I'm assuming your dependency will use that anyway, since you defined the listen_address.

thenonameguy commented 7 months ago

Also try starting from scratch, maybe your init script has some issues:

pkill process-compose
git clean -xf $PGDATA
devenv up
bigluck commented 7 months ago

Even copying your entire postgres config it fails on my project, that's funny!

The only major difference I can see is that doing devenv up on my project I see:

starting PostgreSQL 15.3 on aarch64-apple-darwin22.4.0, compiled by clang version 11.1.0, 64-bit
# where is pg_isready?
$ which pg_isready
/nix/store/hsrgl6vvylj62ndzqzd6hfzcz3ia799y-devenv-profile/bin/pg_isready

but in your project I've got

starting PostgreSQL 15.3 on aarch64-apple-darwin22.6.0, compiled by clang version 11.1.0, 64-bit
# where is pg_isready?
$ which pg_isready
/nix/store/02mw0wmsldijyshvvcw6k18ss5y70nbi-devenv-profile/bin/pg_isready
bigluck commented 7 months ago

The root of all the problems seems correlated with this funny error that I get during the DB initialization: Unix-domain socket path ".." is too long (maximum 103 bytes)

bigluck commented 7 months ago

BTW seems that processes.postgres.process-compose.readiness_probe.exec.command does not overwrite the default probe.

curl -X 'GET' \
  'http://127.0.0.1:9999/process/info/postgres' \
  -H 'accept: application/json'

{
  "Name": "postgres",
  "Disabled": false,
  "IsDaemon": false,
  "Command": "exec /nix/store/jlzf5jk4dcgp3s6wa2xn7v1kagylgpjd-postgres",
  "LogLocation": "",
  "Environment": null,
  "RestartPolicy": {
    "Restart": "on_failure",
    "BackoffSeconds": 0,
    "MaxRestarts": 0,
    "ExitOnEnd": false
  },
  "DependsOn": null,
  "LivenessProbe": null,
  "ReadinessProbe": {
    "Exec": {
      "Command": "/nix/store/im38gmzx14174lzhwxv1mkxj7k4la9zb-postgresql-15.4/bin/pg_isready -h /Users/bigluck/dev/my_company/my_repository_name/my_project_name/service/.devenv/state/postgres -d template1",
      "WorkingDir": ""
    },
    "HttpGet": null,
    "InitialDelay": 2,
    "PeriodSeconds": 10,
    "TimeoutSeconds": 4,
    "SuccessThreshold": 1,
    "FailureThreshold": 5
  },
  "ShutDownParams": {
    "ShutDownCommand": "",
    "ShutDownTimeout": 0,
    "Signal": 2,
    "ParentOnly": false
  },
  "DisableAnsiColors": false,
  "WorkingDir": "",
  "Namespace": "default",
  "Replicas": 1,
  "Extensions": null,
  "ReplicaNum": 0,
  "ReplicaName": "postgres"
}

:(

bigluck commented 7 months ago

Found:

  process-managers.process-compose.settings.processes = {
    postgres.readiness_probe.exec.command = lib.mkForce "pg_isready -h 127.0.0.1 -p 35431 -d template1";
  };
bigluck commented 7 months ago

But it only partially fixed the problem. In general, there is a bug on the Postgres implementation on devenv when the socket is stored on a folder with a very long path.
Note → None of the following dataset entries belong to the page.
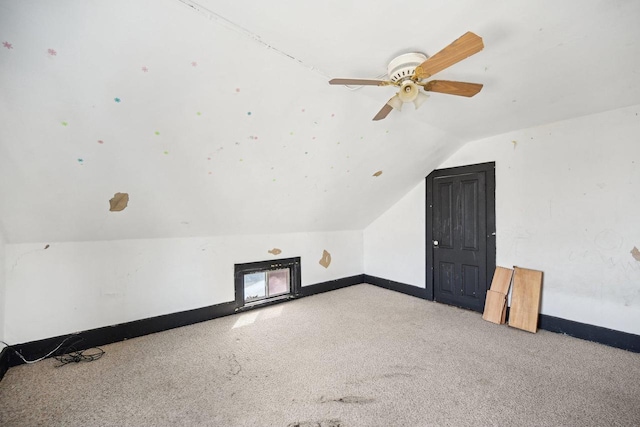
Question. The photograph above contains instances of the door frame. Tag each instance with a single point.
(489, 169)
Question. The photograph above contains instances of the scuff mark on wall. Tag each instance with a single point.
(118, 202)
(325, 260)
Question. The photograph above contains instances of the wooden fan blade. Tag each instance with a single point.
(453, 88)
(359, 82)
(460, 49)
(384, 112)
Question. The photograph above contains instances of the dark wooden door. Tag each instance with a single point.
(459, 239)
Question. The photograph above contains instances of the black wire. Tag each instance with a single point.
(68, 354)
(74, 356)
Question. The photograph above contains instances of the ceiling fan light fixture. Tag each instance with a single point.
(420, 99)
(408, 91)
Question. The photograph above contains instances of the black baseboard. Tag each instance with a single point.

In my case the init script fails with:

Unix-domain socket path ".." is too long (maximum 103 bytes)
Screenshot 2023-10-09 at 19 51 19

But then the service starts, and the overwritten readiness_probe generates a valid health status, but the app fails because the user is not authorized to access the service (due to the previous error).
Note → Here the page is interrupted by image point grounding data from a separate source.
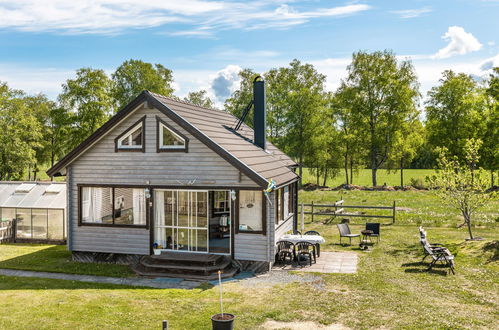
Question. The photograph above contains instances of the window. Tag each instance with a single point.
(133, 138)
(169, 139)
(251, 212)
(112, 206)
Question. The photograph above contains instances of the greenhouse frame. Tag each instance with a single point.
(37, 210)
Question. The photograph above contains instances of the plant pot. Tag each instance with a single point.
(223, 323)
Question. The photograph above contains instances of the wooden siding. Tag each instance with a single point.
(255, 247)
(100, 164)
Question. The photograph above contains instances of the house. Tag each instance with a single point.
(37, 211)
(176, 178)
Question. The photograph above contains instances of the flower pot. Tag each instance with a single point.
(223, 321)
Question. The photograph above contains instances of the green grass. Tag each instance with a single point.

thenonameguy commented 7 months ago

Yup, no two ways about it. Try my PGDATA option 2 from above. Should fix it, without needing to override the readiness probe.
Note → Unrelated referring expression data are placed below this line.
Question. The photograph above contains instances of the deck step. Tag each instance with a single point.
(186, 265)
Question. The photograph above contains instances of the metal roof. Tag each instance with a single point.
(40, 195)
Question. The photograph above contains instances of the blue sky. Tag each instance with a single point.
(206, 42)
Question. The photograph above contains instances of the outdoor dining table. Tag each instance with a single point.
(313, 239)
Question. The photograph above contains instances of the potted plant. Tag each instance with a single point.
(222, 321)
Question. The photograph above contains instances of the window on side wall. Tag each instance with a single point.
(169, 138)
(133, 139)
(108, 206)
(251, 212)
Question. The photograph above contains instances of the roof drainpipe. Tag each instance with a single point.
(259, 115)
bigluck commented 7 months ago

It should not work due to:

https://github.com/cachix/devenv/blob/bd859ef4b207c2071f5bd3cae2a74f4d3e69c2e2/src/modules/services/postgres.nix#L97-L102

thenonameguy commented 6 months ago

@domenkozar I think this ticket can be closed: There were 2 issues contained:

  1. In case of explicitly deviating from the defaults of devenv by disabling Postgres unix socket support, you cannot connect to Postgres via the default readiness probe (which uses unix sockets)
  2. In case of having a long CWD for running Postgres, unix socket support does not work

Both of these are exceptional cases which are IMO one way or another "user error". Error handling could be better, but the statement that any of these two cases constitute 'Postgres not working with process-compose' is incorrect. Any process manager that actually bothers implementing readiness probes would run into the same issue: Postgres does not work within these scenarios.